Running a family business isn’t easy at the best of times, but when different generations are involved it is even more complex. Jenny Hulme finds out how to steer a course to success.
People love the idea of a family business.
Something that has been in the same safe hands for generations is rather romantic in this day and age.
It conjures up thoughts of the farm passed from father to son, the cake recipe that made the children a million, or the grandchild guaranteed a job and a future thanks to family ties.
But there is a bigger story to tell. Much bigger. A staggering 70 per cent of businesses in the private sector are family run, and that number (employing millions of people) covers everything from multinational blue-chip organisations to tiny start-ups.
And while there are surely some benefits to keeping things in the family – not least the shared passion and commitment that can breed success – most recognise that a family business comes with additional complications. Mixing family and business is rarely straightforward, and experts say that is reflected in the high attrition rate. Only a third of family businesses are still going after two generations.
“Family businesses tend to be lumped into the SME sector, but they are often very different from the average SME,” says John Tucker, director of the Bristol-based International Centre for Families in Business.
“There are so many questions these businesses have to consider, but often don’t – the most obvious being does the next generation have the right skills?”
Tucker’s organisation offers advice and assistance on a raft of related issues – among them skills development, shareholder agreements and creating a management team that can reconcile family and business goals. The aim is to help businesses evolve effectively to become successful and secure.
On top of this, there are numerous tax issues to be considered, says Robert Brown of PricewaterhouseCoopers, which advises family-owned companies on succession issues.
“The family business is often a pension for an outgoing managing director, so how that income stream is going to be organised and secured needs to be looked at,” says Brown.
At its most basic, the complexity of the parent-child relationship means it is easy for the boundaries to become blurred in family-run companies, says John Tucker. “We advise those involved to think through whether keeping it in the family is what everyone wants. The next generation needs to decide whether they can handle the responsibility.
“Consider what would happen if the business wasn’t going well under a son’s management. Would his father – chairman of the board – sack him when he has grandchildren reliant on the income? Is putting an older brother into a lower position than his younger sibling straightforward? And why did you want your children onboard? To protect them? And why did they want to get involved? A sense of duty? And can you let go if they run it differently?
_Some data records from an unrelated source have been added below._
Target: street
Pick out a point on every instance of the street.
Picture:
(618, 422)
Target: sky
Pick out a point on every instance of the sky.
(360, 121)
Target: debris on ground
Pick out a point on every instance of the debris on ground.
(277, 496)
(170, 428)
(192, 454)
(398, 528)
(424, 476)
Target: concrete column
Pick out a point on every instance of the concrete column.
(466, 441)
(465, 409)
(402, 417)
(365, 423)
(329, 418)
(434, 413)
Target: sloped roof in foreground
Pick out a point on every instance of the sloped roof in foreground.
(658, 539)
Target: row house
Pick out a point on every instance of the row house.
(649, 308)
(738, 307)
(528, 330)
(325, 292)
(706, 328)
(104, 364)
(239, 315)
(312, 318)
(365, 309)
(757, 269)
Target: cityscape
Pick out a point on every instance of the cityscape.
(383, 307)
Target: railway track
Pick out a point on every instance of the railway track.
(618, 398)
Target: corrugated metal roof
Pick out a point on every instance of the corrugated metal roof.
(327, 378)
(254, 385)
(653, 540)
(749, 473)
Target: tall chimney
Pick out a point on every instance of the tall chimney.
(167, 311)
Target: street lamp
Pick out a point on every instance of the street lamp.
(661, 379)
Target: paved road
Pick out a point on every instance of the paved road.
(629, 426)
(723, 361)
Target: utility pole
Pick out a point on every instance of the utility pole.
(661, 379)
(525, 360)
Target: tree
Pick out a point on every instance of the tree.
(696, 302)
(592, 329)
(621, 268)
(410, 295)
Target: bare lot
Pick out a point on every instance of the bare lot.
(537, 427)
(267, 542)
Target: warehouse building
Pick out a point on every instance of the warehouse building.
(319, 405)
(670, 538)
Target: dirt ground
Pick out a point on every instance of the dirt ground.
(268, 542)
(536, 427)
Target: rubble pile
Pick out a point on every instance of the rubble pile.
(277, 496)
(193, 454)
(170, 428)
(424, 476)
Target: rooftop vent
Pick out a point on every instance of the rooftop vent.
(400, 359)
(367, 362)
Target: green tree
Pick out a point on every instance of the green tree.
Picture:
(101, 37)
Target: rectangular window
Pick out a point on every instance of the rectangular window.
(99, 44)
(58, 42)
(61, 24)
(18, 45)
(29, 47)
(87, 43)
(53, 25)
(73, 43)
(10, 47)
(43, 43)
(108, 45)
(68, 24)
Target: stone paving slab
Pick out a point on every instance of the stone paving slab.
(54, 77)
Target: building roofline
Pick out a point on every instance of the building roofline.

“Otherwise at some point in that heated boardroom someone might say, ‘look son, this is the way it has to be.’”
There are no easy answers or hard-and-fast rules, says Tucker. “But businesses need to think clearly about the future before they set a course.”
It’s not all about the pitfalls. There are many success stories to prove that when a family business is handled well the rewards can be huge and it’s important to understand just what lies behind those successes.